Hacker Reveals Massive Data Leak In Social Networking App Speak After U.S. Capitol Siege, Technology News


An Austrian hacker has revealed a massive data breach in Parler LLC, a social media platform favored by many supporters of US President Donald Trump.



Likewise, a Reddit user called ‘BlueMountainDace’ exposed how Parler’s hosting platform, Twilio, accidentally revealed the app’s security authentications in a press release. This made it very easy for anyone to access Parler’s private content, including chat history, geodata, and even the driver’s license.


According to tech expert Matthew Sheffield, the breach was possible due to lax security standards long criticized by Parler.


Conservative social network Parler was forced to go offline on Monday, tracking websites showed after Amazon warned the company would lose access to its servers for its failure to properly control violent content.

The site’s popularity has skyrocketed in recent weeks, becoming the number one download on Apple’s App Store after much larger Twitter banned U.S. President Donald Trump from his platform for his role in the incitement to a riot on the U.S. Capitol last week.

Messages of support for Wednesday’s attack in Washington DC, along with calls for more protests, had flourished on the platform, leading Google to remove it from its app store on Friday, followed by Apple on Saturday.

Amazon then confirmed that it would suspend the platform of its cloud hosting services for authorizing “threats of violence”.

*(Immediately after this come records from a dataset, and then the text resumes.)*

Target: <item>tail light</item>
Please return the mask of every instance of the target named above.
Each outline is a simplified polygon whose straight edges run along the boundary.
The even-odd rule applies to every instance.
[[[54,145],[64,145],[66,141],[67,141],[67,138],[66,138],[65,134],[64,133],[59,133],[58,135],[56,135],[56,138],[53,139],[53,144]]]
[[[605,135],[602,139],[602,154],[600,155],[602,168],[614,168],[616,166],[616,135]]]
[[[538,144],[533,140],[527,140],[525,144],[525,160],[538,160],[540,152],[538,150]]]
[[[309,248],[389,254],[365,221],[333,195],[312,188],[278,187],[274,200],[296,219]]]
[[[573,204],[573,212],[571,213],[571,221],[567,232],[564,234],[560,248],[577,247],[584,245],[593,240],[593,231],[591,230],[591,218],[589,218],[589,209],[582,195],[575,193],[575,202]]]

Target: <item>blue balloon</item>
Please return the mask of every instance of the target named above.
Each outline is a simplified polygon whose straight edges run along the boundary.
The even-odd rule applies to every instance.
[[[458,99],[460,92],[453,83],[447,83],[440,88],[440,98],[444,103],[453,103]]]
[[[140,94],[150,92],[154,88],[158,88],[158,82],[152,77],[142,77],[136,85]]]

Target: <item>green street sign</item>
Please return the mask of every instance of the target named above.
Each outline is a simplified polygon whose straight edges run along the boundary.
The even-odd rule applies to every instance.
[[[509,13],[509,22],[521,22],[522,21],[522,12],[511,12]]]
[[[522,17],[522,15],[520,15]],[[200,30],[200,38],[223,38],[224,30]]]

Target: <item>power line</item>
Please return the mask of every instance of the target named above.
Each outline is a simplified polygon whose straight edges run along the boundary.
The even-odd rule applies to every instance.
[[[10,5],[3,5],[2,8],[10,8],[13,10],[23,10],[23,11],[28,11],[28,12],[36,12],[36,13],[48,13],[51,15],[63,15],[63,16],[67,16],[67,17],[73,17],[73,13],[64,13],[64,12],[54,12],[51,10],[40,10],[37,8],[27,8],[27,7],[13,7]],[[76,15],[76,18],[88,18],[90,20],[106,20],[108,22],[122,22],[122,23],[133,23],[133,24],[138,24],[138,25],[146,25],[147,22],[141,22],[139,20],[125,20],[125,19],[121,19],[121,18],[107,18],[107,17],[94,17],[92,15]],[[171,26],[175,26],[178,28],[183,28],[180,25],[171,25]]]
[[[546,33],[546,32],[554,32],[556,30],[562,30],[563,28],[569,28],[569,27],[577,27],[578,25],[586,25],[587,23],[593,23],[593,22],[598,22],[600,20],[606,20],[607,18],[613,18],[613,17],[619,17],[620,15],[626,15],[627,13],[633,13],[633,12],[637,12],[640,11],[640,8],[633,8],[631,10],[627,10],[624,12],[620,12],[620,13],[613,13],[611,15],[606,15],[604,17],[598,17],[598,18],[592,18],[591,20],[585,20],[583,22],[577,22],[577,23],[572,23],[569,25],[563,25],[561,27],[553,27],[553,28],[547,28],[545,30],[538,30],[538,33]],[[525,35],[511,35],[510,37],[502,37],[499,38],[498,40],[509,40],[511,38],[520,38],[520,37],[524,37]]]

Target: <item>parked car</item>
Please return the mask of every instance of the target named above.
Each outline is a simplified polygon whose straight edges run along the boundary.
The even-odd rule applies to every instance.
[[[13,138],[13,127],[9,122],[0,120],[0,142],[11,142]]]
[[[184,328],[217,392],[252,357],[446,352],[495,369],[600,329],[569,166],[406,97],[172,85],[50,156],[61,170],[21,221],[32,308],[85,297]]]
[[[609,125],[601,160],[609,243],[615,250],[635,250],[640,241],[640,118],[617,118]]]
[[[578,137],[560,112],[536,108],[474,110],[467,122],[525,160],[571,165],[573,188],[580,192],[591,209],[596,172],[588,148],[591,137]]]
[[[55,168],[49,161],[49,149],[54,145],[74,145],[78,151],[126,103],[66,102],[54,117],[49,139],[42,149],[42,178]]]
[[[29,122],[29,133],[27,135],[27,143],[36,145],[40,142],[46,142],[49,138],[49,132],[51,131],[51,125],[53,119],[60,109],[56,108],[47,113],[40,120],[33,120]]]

Parler chief executive John Matze lashed out at Amazon, Google and Apple, saying it was a coordinated effort knowing that Parler’s options would be limited and cause the most damage because Trump was banned from other social media platforms.

“Parler may be unavailable on the internet for up to a week as we rebuild from scratch,” he said in an article on Parler.

“This was a coordinated attack by the tech giants to kill competition in the market … You can expect the war on competition and free speech to continue, but don’t rule us out not.”

In addition to Speak, right-wing social media users in the United States have flocked to the Telegram messaging app and non-intervention social site Gab, citing the more aggressive police for political comments on mainstream platforms such as Twitter Inc and Facebook Inc.

The social network, launched in 2018, works much like Twitter, with profiles to follow and “talks” instead of tweets.

In its early days, the platform attracted a host of ultra-conservative and even far-right users. But it now attracts many more traditional Republican voices.

The platform drew heavy criticism in 2018 when investigators discovered that the gunman who killed 11 people in an attack on a Pittsburgh synagogue had previously posted anti-Semitic messages on the site.